Though my experience is only with Stihl backpack brushcutters, the configuration of these machines are common.
I have sold and serviced the Stihl FR85 (backpack version of the FS85) FR350 (BP version of the FS200)
They are very useful on hilly terrain. But the con side is they use a flexible shaft which cannot handle(sometimes) the load of cutting heavy bushes.They then just twist and snap in two.
Being loop handle types running heavy brush knife type blades is difficult because maintaining control is much more difficult than with a bike handle.

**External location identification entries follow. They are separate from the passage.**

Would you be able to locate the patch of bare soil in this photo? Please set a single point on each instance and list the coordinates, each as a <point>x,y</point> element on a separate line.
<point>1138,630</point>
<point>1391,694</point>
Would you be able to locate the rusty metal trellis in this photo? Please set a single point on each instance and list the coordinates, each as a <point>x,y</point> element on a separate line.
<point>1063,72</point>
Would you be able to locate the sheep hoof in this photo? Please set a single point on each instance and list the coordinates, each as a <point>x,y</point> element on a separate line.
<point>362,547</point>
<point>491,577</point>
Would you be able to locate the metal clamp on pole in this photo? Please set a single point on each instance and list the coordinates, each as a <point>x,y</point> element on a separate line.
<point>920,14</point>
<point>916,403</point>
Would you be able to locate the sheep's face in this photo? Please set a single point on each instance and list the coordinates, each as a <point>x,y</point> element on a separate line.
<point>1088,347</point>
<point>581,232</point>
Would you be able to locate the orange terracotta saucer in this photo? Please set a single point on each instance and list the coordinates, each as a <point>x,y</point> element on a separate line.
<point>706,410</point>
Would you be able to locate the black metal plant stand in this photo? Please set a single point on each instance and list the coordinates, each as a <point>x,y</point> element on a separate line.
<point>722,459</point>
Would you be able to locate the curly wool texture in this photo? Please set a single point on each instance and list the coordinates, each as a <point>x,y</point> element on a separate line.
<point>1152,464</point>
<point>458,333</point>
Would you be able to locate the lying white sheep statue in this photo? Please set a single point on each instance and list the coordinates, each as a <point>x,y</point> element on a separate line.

On the Stihl BPs the gearhead ratios were different so as to give more nylonhead rpm so, with pblades it was more speed with less torque, which was good for grass but not too good in bushes and heavy weeds.
After the replacement of about 3 flexible shafts within so many months, I converted them into regular brushcutters by changing the clutch housing, throttle assembly, pinion sets in the gear head and replacing the knapsack harness with the regular brush cutter shoulder harness.
Though the mufflers too needed to be changed(they have the outlets in the opposite direction), for cost cutting they were left intact.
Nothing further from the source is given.